Boikot Produk Pro Israel? Begini Rincian Hukum Menurut LBM NU Banyumas

AGRESI militer Israel terhadap Palestina yang tidak hanya menyerang tentara, tetapi juga para warga sipil memunculkan berbagai respon kecaman terhadap agresi tersebut dan pembelaan terhadap Palestina. Selain demonstrasi, apa yang dilakukan untuk menentang Israel adalah seruan boikot produk-produk pendukung Israel.

MUI juga mengeluarkan himbauan agar Muslim sebisa mungkin menghindari transaksi dan menggunakan produk yang terafilisasi dengan Israel dan yang mendukung zionisme. Di sisi lain, seruan boikot ini tidak muncul dari pemerintah.

Menanggapi permasalahan ini, Lembaga Bahtsul Masail Pengurus Cabang Nahdlatul Ulama Banyumas (LBM PCNU Banyumas) menjadikanya sebagai salah satu isu yang dibahas dalam forum bahtsul.
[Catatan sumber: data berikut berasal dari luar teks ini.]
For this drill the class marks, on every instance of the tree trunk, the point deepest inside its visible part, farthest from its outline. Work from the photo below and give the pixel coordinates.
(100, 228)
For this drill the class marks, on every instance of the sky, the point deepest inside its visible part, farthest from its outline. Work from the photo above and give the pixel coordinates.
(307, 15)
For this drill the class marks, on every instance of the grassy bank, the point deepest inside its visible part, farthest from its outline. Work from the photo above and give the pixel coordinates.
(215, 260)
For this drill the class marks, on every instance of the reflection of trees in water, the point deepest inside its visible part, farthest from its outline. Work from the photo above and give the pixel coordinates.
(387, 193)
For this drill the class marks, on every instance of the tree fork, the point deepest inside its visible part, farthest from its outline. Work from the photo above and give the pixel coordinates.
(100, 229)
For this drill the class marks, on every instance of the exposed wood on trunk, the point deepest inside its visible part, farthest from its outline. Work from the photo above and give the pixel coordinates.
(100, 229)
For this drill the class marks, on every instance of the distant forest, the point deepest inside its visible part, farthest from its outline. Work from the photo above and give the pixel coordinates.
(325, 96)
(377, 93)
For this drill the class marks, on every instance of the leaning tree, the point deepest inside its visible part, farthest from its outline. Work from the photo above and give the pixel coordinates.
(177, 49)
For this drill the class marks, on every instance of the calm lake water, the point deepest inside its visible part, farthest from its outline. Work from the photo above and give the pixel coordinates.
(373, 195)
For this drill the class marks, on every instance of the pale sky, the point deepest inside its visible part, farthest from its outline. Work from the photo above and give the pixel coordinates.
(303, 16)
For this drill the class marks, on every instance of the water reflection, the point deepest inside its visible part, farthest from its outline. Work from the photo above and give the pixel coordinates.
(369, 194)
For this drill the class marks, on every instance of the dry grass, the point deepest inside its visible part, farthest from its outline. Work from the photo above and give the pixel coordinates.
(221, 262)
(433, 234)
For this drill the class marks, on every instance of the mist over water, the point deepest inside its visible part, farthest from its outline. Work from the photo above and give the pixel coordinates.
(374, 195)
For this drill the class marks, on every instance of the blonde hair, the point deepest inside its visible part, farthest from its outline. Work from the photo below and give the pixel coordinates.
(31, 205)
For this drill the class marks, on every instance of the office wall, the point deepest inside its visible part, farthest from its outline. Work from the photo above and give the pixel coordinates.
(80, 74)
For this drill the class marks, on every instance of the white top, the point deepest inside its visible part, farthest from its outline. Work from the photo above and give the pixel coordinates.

Forum ini diselenggarakan pada Sabtu, 25 September 2023 di PPTQ Anwarul Falah Tinggarjaya Jatilawang, asuhan KH Nur Hadi, al-Hafidz.

Forum ini dihadiri oleh para pengurus LBM PCNU Banyumas yang dipimpin oleh KH Ahmad Hadidul Fahmi, Lc., M.H., KH Mughni Labib, M.Ag, selaku Rois Syuriah PCNU Banyumas, KH Nurul Huda, KH Ahmad Shobri, KH Achmad Hasan, M.Pd., dan Kiai Syaikhul Ubaid, Wakil Ketua PCNU Banyumas.

Argumentasi Hukum

Forum bahstul masail ini berangkat dari pertanyaan “Apa hukum memboikot produk yang mendukung agresi Israel?” Untuk menjawab pertanyaan ini, forum mengumpulkan dan mendiskusikan pendapat-pendapat ulama yang relevan dengan isu ini.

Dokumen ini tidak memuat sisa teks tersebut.